How to be Minimally Redundant (or “A Splitting Headache”)

Richard

June 11, 2013

I’ve recently been investigating the command-line utility zfec, which is a lot like the UNIX “split” utility, except, using a technique called erasure coding, you can choose to split your file into M pieces, any K of which are enough to recreate the file using the complimentary [sic] zunfec command.

Concrete example: a 100K file can be split into 10 (or more) pieces, each just over 25K long, and zunfec can recreate the original from any 4 of them.

Any 4. You might expect this to incur a lot of overhead in each piece, but it turns out it’s just a header of four bytes or less. Pretty much the same as cutting the file into pieces.

This amazed me. How could this possibly work? How can you split data into M pieces so that any K of them is enough to reconstruct them? Linear algebra to the rescue!

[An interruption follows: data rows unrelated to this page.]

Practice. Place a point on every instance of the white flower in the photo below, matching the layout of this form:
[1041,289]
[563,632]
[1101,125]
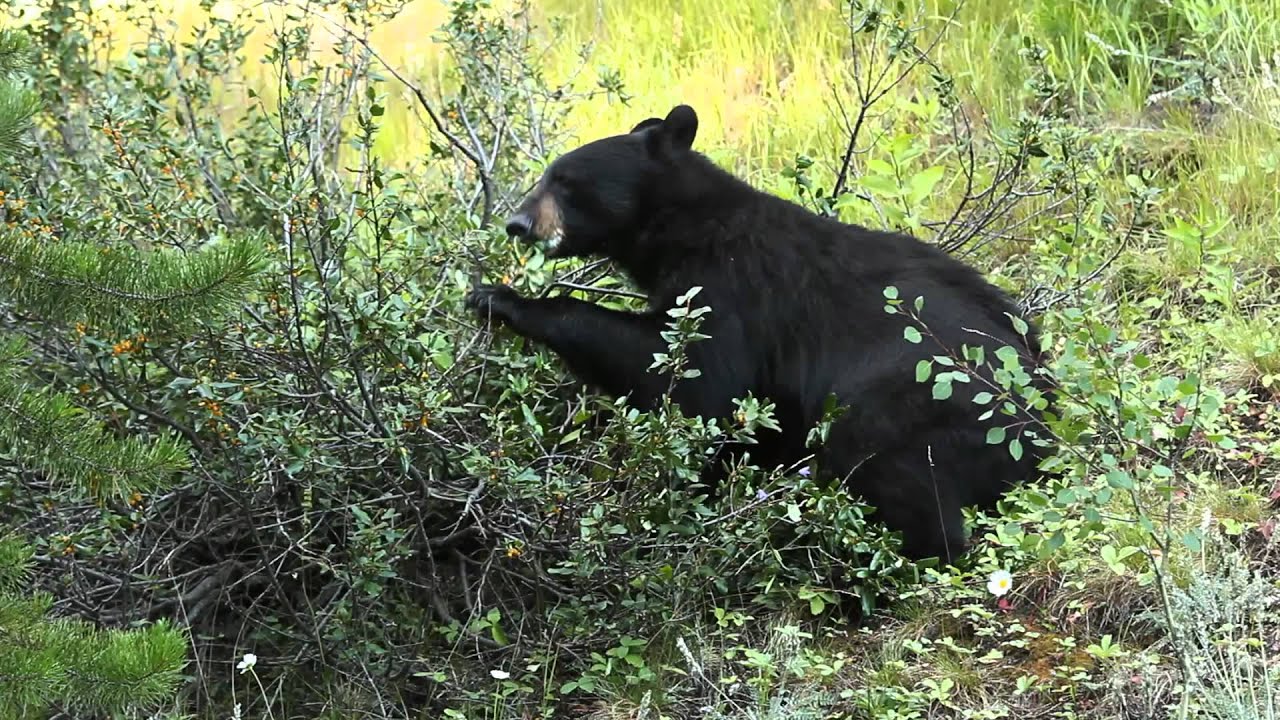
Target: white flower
[1000,583]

Suppose we want to encode a twelve-character text string into a bunch of arrays, each with four values, any three of which are sufficient to reconstruct the original. Let’s use the string “Lovefromdawn.” Here’s what you do:

$$ \begin{bmatrix} 1 & 1 & 1 \\ 1 & 2 & 4 \\ 1 & 3 & 9 \\ 1 & 4 & 16 \\ 1 & 5 & 25 \\ \vdots & \vdots & \vdots \end{bmatrix} \begin{bmatrix} L & o & v & e \\ f & r & o & m \\ d & a & w & n \end{bmatrix} = \begin{bmatrix} L + f + d & o + r + a & v + o + w & e + m + n \\ L + 2f + 4d & o + 2r + 4a & v + 2o + 4w & e + 2m + 4n \\ L + 3f + 9d & o + 3r + 9a & v + 3o + 9w & e + 3m + 9n \\ L + 4f + 16d & o + 4r + 16a & v + 4o + 16w & e + 4m + 16n \\ L + 5f + 25d & o + 5r + 25a & v + 5o + 25w & e + 5m + 25n \\ \vdots & \vdots & \vdots & \vdots \end{bmatrix} $$

The matrix furthest to the left is a Vandermonde matrix, which is a matrix where each row forms a geometric series starting with 1. A square Vandermonde matrix has the special property that as long as the second column has no repeated elements, the matrix is invertible (and in fact, there is a special algorithm to invert it quickly).

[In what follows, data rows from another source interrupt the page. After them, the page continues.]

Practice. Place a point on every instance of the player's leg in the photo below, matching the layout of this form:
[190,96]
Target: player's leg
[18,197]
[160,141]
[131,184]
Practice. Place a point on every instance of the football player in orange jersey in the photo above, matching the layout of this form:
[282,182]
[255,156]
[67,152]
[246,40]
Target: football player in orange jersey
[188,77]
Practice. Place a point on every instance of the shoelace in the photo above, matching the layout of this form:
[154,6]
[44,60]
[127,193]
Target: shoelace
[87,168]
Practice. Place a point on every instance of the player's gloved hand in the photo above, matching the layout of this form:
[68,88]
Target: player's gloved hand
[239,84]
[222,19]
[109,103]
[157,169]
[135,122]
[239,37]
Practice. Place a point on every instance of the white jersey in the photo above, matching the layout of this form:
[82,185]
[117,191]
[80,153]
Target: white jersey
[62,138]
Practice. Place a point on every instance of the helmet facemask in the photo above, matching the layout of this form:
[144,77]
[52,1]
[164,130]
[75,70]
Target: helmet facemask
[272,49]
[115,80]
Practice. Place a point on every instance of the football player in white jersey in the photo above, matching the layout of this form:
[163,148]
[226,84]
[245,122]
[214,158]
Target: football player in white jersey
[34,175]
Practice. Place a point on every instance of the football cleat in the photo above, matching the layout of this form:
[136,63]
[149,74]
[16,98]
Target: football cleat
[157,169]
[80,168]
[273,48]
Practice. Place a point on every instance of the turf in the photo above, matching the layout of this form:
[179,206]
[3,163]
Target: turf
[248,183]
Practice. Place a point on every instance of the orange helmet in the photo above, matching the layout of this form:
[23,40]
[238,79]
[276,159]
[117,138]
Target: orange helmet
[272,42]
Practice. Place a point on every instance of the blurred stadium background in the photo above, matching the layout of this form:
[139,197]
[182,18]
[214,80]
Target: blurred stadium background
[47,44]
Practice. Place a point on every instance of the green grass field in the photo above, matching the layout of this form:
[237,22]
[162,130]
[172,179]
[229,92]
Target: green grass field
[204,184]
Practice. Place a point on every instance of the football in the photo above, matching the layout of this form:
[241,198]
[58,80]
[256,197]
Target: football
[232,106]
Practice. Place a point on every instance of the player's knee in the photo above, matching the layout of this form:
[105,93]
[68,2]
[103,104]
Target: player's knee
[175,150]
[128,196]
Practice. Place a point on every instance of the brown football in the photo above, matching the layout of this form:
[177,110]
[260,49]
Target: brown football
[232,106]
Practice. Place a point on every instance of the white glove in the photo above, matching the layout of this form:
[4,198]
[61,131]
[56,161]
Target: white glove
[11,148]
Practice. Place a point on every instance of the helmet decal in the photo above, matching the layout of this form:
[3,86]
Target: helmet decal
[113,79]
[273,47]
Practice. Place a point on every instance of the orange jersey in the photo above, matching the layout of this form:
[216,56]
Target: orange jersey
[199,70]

The split pieces correspond to rows of the matrix on the right. Choose any three of them; let’s say row 1, 2 and 4. Once we know what row numbers they are (and this explains the tiny header), we get the following system of equations:

$$ \begin{bmatrix} 1 & 1 & 1 \\ 1 & 2 & 4 \\ 1 & 4 & 16 \end{bmatrix} X = \begin{bmatrix} L + f + d & o + r + a & v + o + w & e + m + n \\ L + 2f + 4d & o + 2r + 4a & v + 2o + 4w & e + 2m + 4n \\ L + 4f + 16d & o + 4r + 16a & v + 4o + 16w & e + 4m + 16n \end{bmatrix} $$

We know the leftmost matrix is invertible, so multiply both sides by the inverse, and we solve for X, recovering “Lovefromdawn”. Wowza!

But wait! One problem remains: if we use standard integer arithmetic, the matrix on the right ends up with a lot of values larger than 255, and we can’t store it in a byte array. That ain’t no good.

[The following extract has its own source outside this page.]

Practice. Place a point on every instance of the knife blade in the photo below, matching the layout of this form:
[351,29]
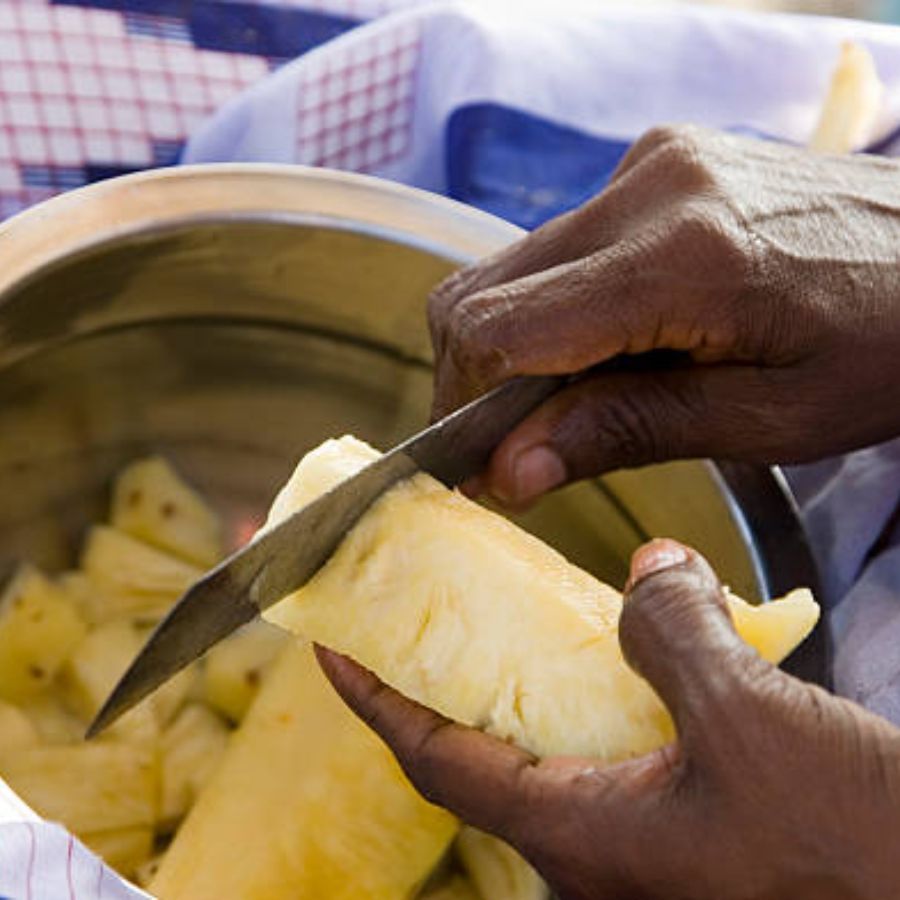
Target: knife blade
[282,559]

Luckily, it turns out that most theorems dealing with matrices and invertibility only assume we are operating over an arbitrary field, a mathematical structure that has addition, a 0, multiplication, a 1, and a reciprocal for every non-0 element.

Abstract algebra to the rescue! (Math seems to rescue computer science a lot.) It turns out that there is a field with 256 elements known as GF(2**8). In this field, 0 is the 0, 1 is the 1 (surprise!), addition is bitwise exclusive-or (so every number is its own additive inverse!), and multiplication is a weird, and seemingly unpredictable beast, that is best calculated by pre-populating a table of logarithms and exponents, then creating a 256×256 array containing the multiplication table (since each number fits in a byte, the whole table only takes 64K).

There are actually lots of ways to define multiplication that still meets the requirements of a field, but we have to pick one by defining what’s called the irreducible polynomial for the field.

Once we operate over this field, all matrix values are guaranteed to be in the range [0, 255], and our method for bytewise encoding and decoding becomes easy.

One more aside: zfec actually piles the 3×3 (well, KxK) identity matrix on top of the Vandermonde matrix, so the first K pieces are exactly what you’d get by cutting the file into K pieces in the obvious way and putting the tiny header in front. Even though our matrix is no longer a Vandermonde matrix, submatrices are still guaranteed to be invertible and it still works.